To create a List of Works, Long suggests beginning with the current date and working backward, including every single thing you’ve ever written. So I began with 2010 and worked by way back, finally reaching “2000 & earlier,” mostly out of laziness but also because there were only few items in my files for the ’90s. Long also recommends labeling each item “Circulating” or “Published,” leaving anything outside those two categories blank.
I highly recommend giving this a try. Among the things I learned are that I have a lot of unfinished short stories. This is in part because I’ve been working on a novel for the last year and therefore, sadly, neglecting stories. But now that I have this list, I’m reminded of the stories that await me, and now I’m eager to return to them.
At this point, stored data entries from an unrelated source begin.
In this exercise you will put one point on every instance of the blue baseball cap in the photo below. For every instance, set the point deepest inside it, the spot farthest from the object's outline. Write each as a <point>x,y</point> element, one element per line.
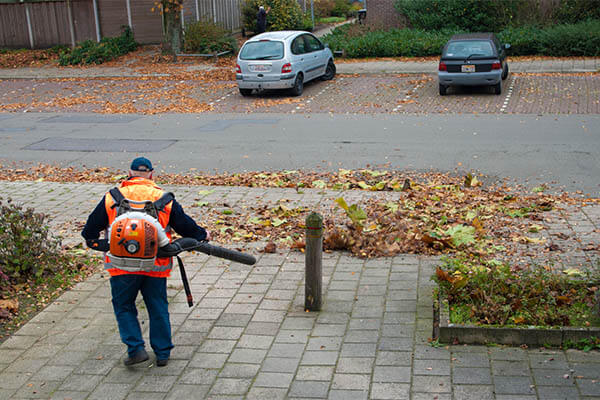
<point>141,164</point>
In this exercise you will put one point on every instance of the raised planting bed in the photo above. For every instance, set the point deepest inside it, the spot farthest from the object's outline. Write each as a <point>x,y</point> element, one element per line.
<point>479,303</point>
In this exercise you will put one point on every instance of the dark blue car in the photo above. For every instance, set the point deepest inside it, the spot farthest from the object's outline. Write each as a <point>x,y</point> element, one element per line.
<point>473,59</point>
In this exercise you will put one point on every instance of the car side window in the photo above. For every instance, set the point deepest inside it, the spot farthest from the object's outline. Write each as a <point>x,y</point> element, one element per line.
<point>313,44</point>
<point>298,46</point>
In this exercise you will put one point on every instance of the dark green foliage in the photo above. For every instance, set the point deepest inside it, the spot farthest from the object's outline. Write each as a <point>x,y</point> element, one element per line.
<point>472,15</point>
<point>573,11</point>
<point>493,293</point>
<point>364,41</point>
<point>206,37</point>
<point>581,39</point>
<point>91,52</point>
<point>27,247</point>
<point>284,14</point>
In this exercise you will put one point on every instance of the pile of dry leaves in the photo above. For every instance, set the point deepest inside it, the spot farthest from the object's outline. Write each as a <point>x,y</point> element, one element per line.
<point>424,213</point>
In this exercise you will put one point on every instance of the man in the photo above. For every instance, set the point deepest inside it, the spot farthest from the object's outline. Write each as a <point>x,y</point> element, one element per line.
<point>261,19</point>
<point>152,284</point>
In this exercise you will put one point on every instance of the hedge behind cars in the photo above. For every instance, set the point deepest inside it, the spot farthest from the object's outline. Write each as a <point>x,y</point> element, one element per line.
<point>358,41</point>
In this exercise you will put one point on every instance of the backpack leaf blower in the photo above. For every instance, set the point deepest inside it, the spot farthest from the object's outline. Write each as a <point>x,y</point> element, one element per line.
<point>186,244</point>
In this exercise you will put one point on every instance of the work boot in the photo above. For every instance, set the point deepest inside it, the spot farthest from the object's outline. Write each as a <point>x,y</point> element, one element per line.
<point>162,363</point>
<point>137,358</point>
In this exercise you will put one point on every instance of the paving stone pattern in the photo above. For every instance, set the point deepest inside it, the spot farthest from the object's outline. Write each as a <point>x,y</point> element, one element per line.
<point>248,337</point>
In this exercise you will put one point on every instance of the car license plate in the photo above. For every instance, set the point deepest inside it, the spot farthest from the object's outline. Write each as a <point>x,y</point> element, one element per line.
<point>259,67</point>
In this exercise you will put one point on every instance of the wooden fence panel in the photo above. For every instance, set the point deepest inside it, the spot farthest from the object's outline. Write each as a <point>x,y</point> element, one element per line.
<point>50,24</point>
<point>83,20</point>
<point>13,26</point>
<point>113,15</point>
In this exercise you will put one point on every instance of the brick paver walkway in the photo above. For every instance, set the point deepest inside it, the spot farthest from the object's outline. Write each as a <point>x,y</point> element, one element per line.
<point>248,337</point>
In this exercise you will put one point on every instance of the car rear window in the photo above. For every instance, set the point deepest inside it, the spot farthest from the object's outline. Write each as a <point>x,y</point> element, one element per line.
<point>469,48</point>
<point>262,50</point>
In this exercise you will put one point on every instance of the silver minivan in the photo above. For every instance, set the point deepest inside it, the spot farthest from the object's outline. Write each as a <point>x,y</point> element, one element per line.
<point>282,60</point>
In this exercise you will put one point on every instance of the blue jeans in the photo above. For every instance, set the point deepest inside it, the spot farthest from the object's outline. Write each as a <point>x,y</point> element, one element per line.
<point>124,290</point>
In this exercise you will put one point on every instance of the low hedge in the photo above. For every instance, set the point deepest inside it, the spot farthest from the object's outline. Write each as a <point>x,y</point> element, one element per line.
<point>207,37</point>
<point>358,41</point>
<point>92,52</point>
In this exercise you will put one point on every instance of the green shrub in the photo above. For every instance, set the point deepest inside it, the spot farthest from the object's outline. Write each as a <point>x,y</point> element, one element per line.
<point>359,41</point>
<point>473,15</point>
<point>90,52</point>
<point>27,247</point>
<point>207,37</point>
<point>582,39</point>
<point>284,14</point>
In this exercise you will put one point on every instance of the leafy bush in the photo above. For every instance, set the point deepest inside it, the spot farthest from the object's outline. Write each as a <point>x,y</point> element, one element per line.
<point>573,11</point>
<point>582,39</point>
<point>363,41</point>
<point>90,52</point>
<point>474,15</point>
<point>493,293</point>
<point>284,14</point>
<point>27,247</point>
<point>206,37</point>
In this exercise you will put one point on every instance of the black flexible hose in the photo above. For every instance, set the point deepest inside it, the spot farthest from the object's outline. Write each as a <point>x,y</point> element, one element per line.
<point>190,244</point>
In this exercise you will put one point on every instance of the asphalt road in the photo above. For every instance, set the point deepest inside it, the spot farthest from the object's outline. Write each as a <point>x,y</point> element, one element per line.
<point>531,149</point>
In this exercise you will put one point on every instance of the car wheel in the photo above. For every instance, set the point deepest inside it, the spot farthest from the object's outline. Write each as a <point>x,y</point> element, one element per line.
<point>443,89</point>
<point>298,87</point>
<point>329,71</point>
<point>505,71</point>
<point>498,88</point>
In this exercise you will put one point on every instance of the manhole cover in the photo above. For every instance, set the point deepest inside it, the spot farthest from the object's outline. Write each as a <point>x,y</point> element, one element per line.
<point>221,125</point>
<point>91,119</point>
<point>101,145</point>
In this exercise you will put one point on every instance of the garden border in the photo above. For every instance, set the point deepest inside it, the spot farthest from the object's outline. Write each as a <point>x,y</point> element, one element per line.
<point>447,332</point>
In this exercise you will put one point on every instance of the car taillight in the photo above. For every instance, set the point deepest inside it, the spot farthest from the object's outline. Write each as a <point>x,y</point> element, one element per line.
<point>286,69</point>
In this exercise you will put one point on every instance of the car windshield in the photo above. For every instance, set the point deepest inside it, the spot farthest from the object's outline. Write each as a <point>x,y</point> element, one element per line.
<point>262,50</point>
<point>469,49</point>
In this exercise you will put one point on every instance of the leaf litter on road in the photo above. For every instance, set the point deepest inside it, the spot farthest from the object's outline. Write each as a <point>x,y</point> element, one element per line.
<point>414,212</point>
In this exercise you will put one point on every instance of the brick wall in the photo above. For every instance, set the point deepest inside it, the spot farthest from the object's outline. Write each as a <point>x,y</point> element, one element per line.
<point>383,12</point>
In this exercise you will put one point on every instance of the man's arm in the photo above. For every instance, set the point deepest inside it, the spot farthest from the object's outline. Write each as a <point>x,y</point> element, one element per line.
<point>184,225</point>
<point>96,223</point>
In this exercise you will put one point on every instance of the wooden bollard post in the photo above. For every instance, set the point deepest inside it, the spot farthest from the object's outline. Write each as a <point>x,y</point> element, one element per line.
<point>313,259</point>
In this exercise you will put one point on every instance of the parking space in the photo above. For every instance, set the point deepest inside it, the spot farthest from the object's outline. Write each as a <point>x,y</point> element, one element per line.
<point>523,93</point>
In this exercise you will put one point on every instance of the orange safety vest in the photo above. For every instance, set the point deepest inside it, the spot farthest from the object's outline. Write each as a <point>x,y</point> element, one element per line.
<point>141,189</point>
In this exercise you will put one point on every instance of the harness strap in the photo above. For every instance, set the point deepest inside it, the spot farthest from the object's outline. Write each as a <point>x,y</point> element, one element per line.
<point>117,196</point>
<point>160,204</point>
<point>165,199</point>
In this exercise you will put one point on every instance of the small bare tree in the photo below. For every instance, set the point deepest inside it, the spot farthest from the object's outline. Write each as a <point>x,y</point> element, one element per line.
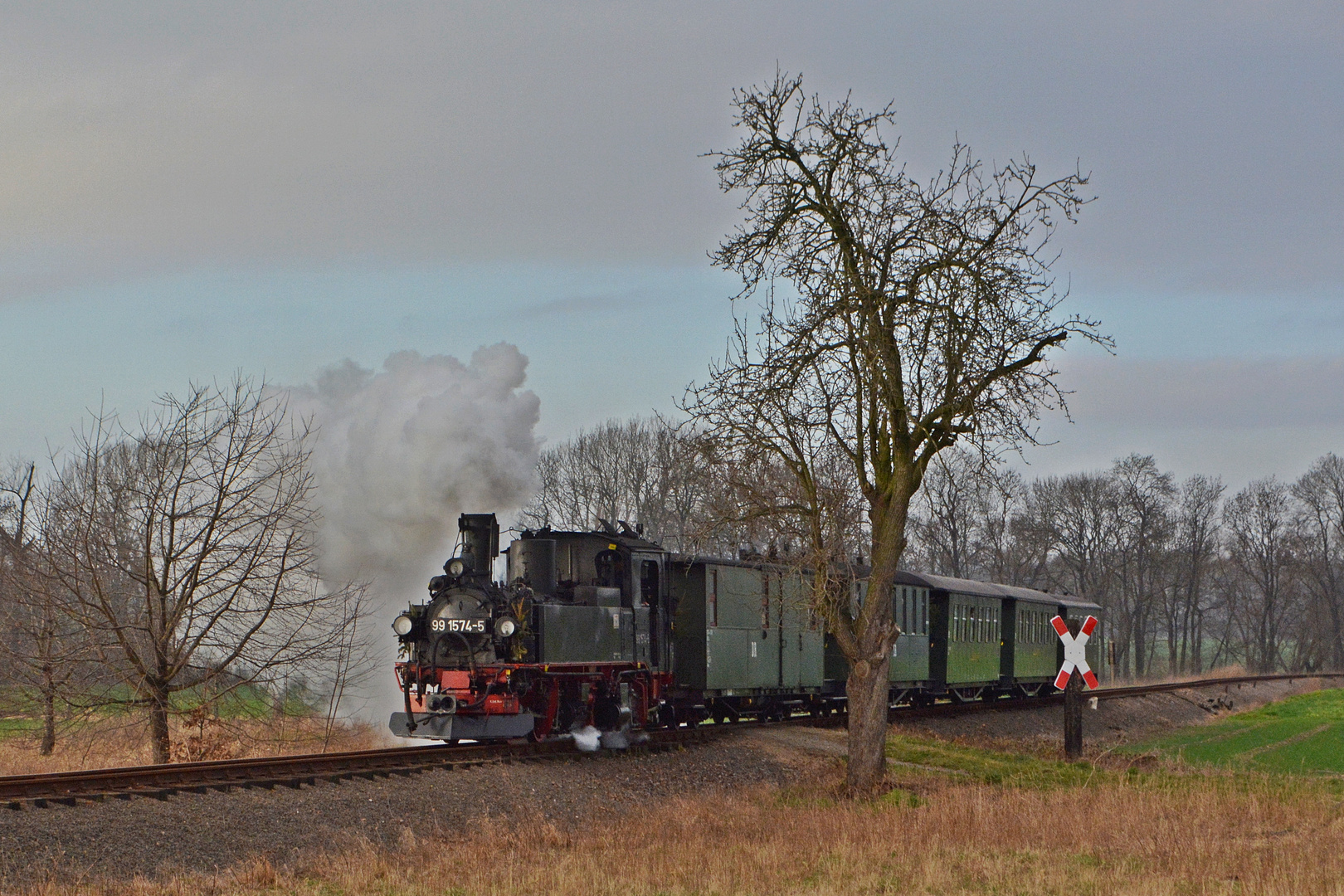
<point>923,316</point>
<point>186,547</point>
<point>41,644</point>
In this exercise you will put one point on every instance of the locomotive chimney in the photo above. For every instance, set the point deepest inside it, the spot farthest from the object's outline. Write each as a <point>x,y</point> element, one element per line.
<point>480,540</point>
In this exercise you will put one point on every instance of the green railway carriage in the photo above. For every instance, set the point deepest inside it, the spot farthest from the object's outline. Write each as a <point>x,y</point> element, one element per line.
<point>968,640</point>
<point>743,635</point>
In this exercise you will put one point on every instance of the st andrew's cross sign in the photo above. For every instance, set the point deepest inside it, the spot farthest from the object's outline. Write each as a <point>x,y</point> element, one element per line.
<point>1075,655</point>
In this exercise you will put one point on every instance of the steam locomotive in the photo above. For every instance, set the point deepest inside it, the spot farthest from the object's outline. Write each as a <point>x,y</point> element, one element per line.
<point>608,631</point>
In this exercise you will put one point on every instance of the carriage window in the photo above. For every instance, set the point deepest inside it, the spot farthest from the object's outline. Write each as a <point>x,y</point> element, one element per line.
<point>765,601</point>
<point>650,582</point>
<point>714,597</point>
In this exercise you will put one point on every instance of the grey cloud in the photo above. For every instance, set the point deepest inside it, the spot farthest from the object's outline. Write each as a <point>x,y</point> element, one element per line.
<point>1209,395</point>
<point>152,136</point>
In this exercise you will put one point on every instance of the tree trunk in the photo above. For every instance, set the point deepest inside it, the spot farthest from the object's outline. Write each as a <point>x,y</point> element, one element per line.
<point>867,694</point>
<point>49,712</point>
<point>158,726</point>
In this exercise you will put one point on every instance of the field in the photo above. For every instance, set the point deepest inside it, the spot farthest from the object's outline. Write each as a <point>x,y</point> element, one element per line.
<point>960,818</point>
<point>1301,733</point>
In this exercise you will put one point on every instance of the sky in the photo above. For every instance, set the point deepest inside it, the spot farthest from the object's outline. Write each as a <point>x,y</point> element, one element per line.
<point>194,190</point>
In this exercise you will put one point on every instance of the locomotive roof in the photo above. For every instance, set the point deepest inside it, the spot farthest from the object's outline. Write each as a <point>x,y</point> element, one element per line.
<point>633,542</point>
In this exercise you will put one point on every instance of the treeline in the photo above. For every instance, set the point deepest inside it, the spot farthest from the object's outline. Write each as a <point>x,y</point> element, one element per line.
<point>1190,575</point>
<point>168,564</point>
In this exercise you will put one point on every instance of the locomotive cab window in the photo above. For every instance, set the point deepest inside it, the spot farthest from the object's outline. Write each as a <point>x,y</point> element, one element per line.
<point>650,583</point>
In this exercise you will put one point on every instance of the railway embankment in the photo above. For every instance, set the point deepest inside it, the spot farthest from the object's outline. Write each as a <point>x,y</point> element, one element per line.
<point>561,811</point>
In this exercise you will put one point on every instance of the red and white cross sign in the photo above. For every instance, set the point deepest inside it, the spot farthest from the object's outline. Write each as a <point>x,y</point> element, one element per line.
<point>1075,655</point>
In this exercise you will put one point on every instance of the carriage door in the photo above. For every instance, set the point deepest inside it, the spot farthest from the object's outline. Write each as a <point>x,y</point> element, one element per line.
<point>648,609</point>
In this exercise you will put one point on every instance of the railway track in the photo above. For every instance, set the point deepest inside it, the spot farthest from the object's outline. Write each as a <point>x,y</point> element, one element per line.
<point>99,785</point>
<point>69,787</point>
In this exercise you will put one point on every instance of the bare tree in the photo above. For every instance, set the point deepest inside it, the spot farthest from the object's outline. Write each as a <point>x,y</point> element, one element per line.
<point>1142,501</point>
<point>923,316</point>
<point>1320,494</point>
<point>186,547</point>
<point>1195,550</point>
<point>42,646</point>
<point>1259,524</point>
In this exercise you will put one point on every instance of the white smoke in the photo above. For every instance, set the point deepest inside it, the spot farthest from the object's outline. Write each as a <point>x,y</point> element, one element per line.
<point>402,451</point>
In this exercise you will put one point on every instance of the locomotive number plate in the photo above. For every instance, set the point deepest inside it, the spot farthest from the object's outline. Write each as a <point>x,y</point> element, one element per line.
<point>476,626</point>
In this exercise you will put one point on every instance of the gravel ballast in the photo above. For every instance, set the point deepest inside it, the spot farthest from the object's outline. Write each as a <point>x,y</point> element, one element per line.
<point>214,830</point>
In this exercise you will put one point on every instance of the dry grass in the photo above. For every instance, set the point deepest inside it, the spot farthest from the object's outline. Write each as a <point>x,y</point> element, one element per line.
<point>110,742</point>
<point>1166,833</point>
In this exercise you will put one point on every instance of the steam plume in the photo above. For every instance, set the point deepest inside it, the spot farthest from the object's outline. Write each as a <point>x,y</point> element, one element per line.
<point>402,451</point>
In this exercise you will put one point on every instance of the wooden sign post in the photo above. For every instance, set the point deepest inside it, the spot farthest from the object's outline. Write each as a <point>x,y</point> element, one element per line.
<point>1074,635</point>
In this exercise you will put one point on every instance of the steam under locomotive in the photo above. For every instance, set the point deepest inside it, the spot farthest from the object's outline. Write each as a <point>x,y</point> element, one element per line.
<point>608,631</point>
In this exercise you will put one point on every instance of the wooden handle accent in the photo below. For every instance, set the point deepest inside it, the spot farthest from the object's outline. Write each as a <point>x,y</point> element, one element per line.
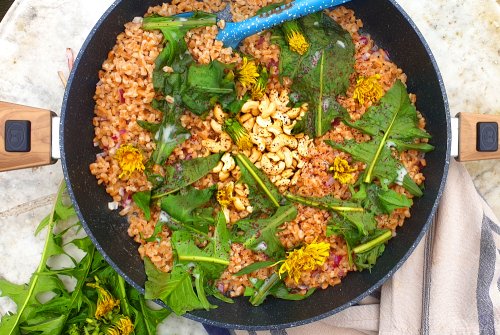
<point>479,137</point>
<point>25,136</point>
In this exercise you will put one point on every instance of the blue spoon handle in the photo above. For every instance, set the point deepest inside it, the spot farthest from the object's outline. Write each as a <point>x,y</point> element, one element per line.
<point>233,33</point>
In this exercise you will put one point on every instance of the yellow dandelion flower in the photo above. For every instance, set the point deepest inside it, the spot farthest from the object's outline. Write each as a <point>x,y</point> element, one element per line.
<point>225,195</point>
<point>368,89</point>
<point>306,258</point>
<point>295,38</point>
<point>248,73</point>
<point>342,171</point>
<point>258,90</point>
<point>105,301</point>
<point>129,159</point>
<point>123,326</point>
<point>238,134</point>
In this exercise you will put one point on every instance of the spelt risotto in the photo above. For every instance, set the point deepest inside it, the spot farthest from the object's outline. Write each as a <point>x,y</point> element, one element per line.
<point>271,183</point>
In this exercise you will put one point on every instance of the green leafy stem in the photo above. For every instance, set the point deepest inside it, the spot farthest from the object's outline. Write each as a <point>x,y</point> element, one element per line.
<point>203,259</point>
<point>373,243</point>
<point>369,172</point>
<point>151,23</point>
<point>242,159</point>
<point>312,203</point>
<point>263,291</point>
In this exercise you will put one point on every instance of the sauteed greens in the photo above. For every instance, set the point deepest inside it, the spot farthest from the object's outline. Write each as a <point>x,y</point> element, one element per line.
<point>268,127</point>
I also discovered that I have a lot of old files that need reviewing — mostly so that I can get rid of what I no longer need or want — but also to discover the work that still has potential. I probably wouldn’t have looked at any of this again for a long, long time if it weren’t for this exercise.
And because I went way back to the 1990s, I remembered projects I’d long forgotten, including a screenplay that I co-wrote with my husband. Not only was that a fun memory, but we’re now thinking of taking another look to see what its possibilities are. Creating a List of Works is like looking at old photo albums — you end up remembering where you were at a certain time and what you were doing, and thinking that maybe it’s time to visit some of those old places again because you had so much fun while you were there.
Give it a try. If you’re a writer vulnerable to procrastination, this is a great way to do just that — but best of all, it’s designed to make you more productive, and organized, in the end.